During his State of the Union address last winter, President Obama called upon Congress to raise the rate to $9 an hour by 2015. After hitting that level, the wage thereafter would be indexed to inflation, allowing it to rise automatically. Pushing up the wage floor would help 15 million workers, he argued.
"We know our economy is stronger when we reward an honest day's work with honest wages," Obama said. "But today, a full-time worker making the minimum wage earns $14,500 a year."
The following morning, House Speaker John Boehner, an Ohio Republican, made it clear he would oppose wage legislation.
"When you raise the price of employment, guess what happens? You get less of it," Boehner said. "At a time when the American people are still asking the question, 'Where are the jobs?' why would we want to make it harder for small employers to hire people?"
Since that time, Sen.Tom Harkin, an Iowa Democrat who is chairman of the Health, Education, Labor and Pensions Committee, has introduced a bill to push the wage to $10.10 an hour and index it to inflation.

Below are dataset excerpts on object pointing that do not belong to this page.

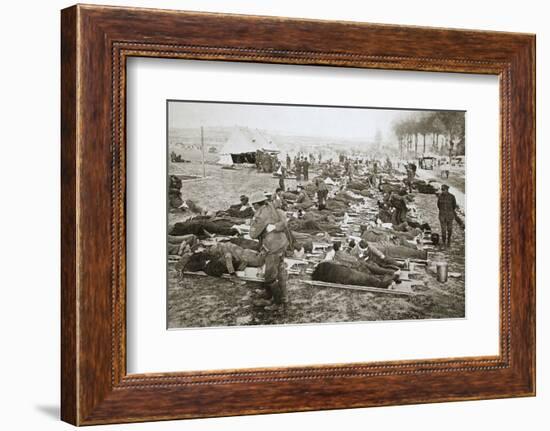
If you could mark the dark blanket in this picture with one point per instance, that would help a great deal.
(198, 227)
(250, 244)
(333, 273)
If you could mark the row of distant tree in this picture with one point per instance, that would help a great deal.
(438, 132)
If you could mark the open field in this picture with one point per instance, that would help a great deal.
(198, 301)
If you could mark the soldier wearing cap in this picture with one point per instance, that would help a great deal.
(447, 206)
(269, 227)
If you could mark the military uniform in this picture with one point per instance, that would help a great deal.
(269, 227)
(447, 206)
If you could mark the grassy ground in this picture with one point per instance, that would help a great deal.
(206, 301)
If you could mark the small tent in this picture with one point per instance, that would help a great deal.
(240, 147)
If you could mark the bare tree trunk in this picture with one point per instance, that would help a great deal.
(424, 144)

Now Senate Majority Leader Harry Reid, a Nevada Democrat, is saying he will bring up the legislation soon. Unions and other groups that support higher wages insist the state and local votes have provided the political momentum Reid will need to push Congress to act. And they point to support from scores of top economists who have signed a petition, saying the wage has gotten too low after taking into account inflation.
Most business groups remain deeply opposed.
"Labor costs are one of the most significant line items for restaurants," Melvin Sickler, who owns franchises of the Auntie Anne's Pretzels and Cinnabon brands, told the Senate at a March hearing on wages. A round of federally forced wage increases "would be very difficult for my business to withstand."
But not all companies agree, and some — including Costco — have joined a coalition called Business For a Fair Minimum Wage. One supporter, Dan Preston, co-owner of Telequest Inc., a video company in Princeton, N.J., released a statement saying: "The costs of higher wages are offset through greater consumer demand, increased employee productivity and substantial savings from reduced employee turnover, for example."
NPR reporter Jim Zarroli contributed to this story.